Add those two together, add the Guineas stat to the Dante stat, and 10 of the last 12 Epsom Derby winners ran in either the 2000 Guineas at Newmarket or the Dante at York. Applying that logic, it is a 1.2 shot that Massaat, Wings Of Desire or Deauville will win the Derby.

Of course, it is not as simple as all that. The Derrinstown Stud Derby Trial has not provided the Derby winner in 14 years, but the Leopardstown race did have that golden Sinndar/Galileo/High Chaparral hat-trick in 2000, 2001 and 2002, and it has provided big runners in Derbys since, like Alamshar and Fame And Glory and Dylan Thomas.

The 1-2-3 from this year’s Derrinstown are all set to line up at Epsom. Derrinstown winner Moonlight Magic was very good on the day, and trainer Jim Bolger expects that he will come on significantly for that run, while Shogun and Idaho, second and turn at Leopardstown respectively, did not have great runs through the race. Moonlight Magic is obviously the leading player from the Leopardstown race, but Idaho is an interesting outsider.

The Chester Vase provided one of the two Derby winners in the last 12 years who did not prep in either the Guineas or the Dante in Ruler Of The World. This year’s Vase winner, US Army Ranger is, like Ruler Of The World was, trained by Aidan O’Brien and is set to be ridden, like Ruler Of The World, by Ryan Moore.
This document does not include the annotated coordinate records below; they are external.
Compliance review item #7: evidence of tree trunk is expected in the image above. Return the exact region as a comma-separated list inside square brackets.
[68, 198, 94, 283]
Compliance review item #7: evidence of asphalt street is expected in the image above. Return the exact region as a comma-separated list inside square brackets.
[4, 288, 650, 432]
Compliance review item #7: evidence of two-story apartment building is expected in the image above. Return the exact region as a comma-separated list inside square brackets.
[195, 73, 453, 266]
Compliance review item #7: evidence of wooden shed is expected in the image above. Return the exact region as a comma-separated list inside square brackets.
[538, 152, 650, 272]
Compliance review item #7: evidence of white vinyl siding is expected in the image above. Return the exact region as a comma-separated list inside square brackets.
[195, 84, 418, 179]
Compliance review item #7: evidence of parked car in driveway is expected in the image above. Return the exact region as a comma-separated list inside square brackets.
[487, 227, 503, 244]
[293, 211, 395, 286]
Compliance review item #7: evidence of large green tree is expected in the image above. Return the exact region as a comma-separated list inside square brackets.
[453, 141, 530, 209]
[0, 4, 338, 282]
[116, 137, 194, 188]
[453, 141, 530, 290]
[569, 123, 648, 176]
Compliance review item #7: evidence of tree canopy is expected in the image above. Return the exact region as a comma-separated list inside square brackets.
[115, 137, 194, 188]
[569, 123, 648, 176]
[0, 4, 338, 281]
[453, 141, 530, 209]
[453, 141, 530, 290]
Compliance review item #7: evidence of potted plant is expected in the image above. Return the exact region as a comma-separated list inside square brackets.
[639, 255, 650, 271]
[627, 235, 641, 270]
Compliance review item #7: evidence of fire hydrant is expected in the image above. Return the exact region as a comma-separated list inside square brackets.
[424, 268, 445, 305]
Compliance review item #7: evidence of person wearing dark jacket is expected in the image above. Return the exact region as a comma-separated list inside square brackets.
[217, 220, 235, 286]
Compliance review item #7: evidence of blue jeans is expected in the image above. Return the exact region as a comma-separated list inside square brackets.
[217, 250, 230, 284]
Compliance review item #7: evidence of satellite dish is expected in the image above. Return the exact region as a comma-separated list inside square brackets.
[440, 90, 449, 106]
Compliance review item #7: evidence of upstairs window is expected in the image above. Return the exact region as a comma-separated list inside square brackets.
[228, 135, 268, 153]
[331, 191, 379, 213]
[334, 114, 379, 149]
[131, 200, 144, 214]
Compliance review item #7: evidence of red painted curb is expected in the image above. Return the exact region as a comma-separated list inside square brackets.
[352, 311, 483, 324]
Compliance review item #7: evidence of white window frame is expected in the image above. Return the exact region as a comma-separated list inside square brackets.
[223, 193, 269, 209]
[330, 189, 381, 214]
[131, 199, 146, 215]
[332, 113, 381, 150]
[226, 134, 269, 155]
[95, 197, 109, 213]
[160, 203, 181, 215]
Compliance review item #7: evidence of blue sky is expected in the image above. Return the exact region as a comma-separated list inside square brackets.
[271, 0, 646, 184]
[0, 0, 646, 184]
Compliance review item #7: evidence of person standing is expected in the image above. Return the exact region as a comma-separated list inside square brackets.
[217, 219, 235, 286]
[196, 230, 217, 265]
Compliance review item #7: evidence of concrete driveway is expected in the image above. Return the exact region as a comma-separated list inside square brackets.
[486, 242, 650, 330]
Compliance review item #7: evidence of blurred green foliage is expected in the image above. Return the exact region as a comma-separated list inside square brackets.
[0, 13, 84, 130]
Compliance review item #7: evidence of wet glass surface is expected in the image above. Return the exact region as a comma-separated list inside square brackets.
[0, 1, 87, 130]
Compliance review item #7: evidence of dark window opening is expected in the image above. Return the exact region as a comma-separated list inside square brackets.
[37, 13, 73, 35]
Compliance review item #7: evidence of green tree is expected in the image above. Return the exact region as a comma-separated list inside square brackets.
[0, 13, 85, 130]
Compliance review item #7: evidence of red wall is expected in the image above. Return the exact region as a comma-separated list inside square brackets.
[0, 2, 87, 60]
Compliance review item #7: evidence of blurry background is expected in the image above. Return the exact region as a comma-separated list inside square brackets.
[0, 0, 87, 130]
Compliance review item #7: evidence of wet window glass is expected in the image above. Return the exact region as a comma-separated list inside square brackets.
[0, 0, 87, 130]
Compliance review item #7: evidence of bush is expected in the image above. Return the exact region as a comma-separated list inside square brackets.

The Galileo colt was not impressive in winning the Vase, but it was only his second run ever and, given that he is trained by Aidan O’Brien and all, it is legitimate to expect significant progress from that run.

It is also legitimate to expect significant progress from Vase runner-up Port Douglas. Last year’s Beresford Stakes winner, he was only beaten a short head by his stable companion at Chester. He was conceding 4lb, and he was running for the first time this season at Chester. He has been at least a little overlooked by the market.

The Lingfield Trial has not produced the Derby winner since High-Rise (also the last hyphenated winner) did the double in 1998, so that is not a positive for Humphrey Bogart. The Sandown trial has not produced the winner since Benny The Dip – who also won the Dante before he won the Derby – in 1997, so that does not help Algometer.

The other race that has produced the Derby winner in the last 12 years is the Prix Greffulhe. You probably won’t see the Prix Greffulhe listed as a Derby trial anywhere, given that it is run in France, and that it is not an automatic step to Epsom, but Andre Fabre seems to run Epsom Derby possibles in it, and that is significant.

Fabre sent Pour Moi out to win the Greffulhe in 2011 before taking him to Epsom and winning the Derby with him.

It doesn’t always work out like that. Two years after Pour Moi, Fabre won the Greffulhe with Ocovango, who finished fifth in the Derby. Five years before Pour Moi, Fabre won the Greffulhe with Visindar, who probably did really well to finish fifth in the Derby, given that he came home an injured horse.

You suspect that Fabre’s representative this year, Cloth Of Stars, is more Pour Moi than Ocovango, and not just because he ran in the Prix La Force before he won the Greffulhe, just like Pour Moi did.

Fabre says that Cloth Of Stars is very different to Pour Moi. Pour Moi had more acceleration, he says, but Cloth Of Stars has a higher cruising speed, and he is sure to stay the distance. Given a choice, in a Derby, if you had to choose, would you choose acceleration, or cruising speed and stamina? If you said cruising speed and stamina, go to the top of the class. (If you said acceleration and stamina, read the question again.)

By Sea The Stars and out of a full-sister to Oaks winner Light Shift, Cloth Of Stars has progressed nicely in his two runs this season. A keen-going juvenile last year, he settled well in the Prix Greffulhe before staying on nicely to win well. The step up to a mile and a half should bring about improvement, and the easy ground is a positive. He has a lot of the attributes that you seek in a potential Derby winner, and he is fairly priced at around 9.0.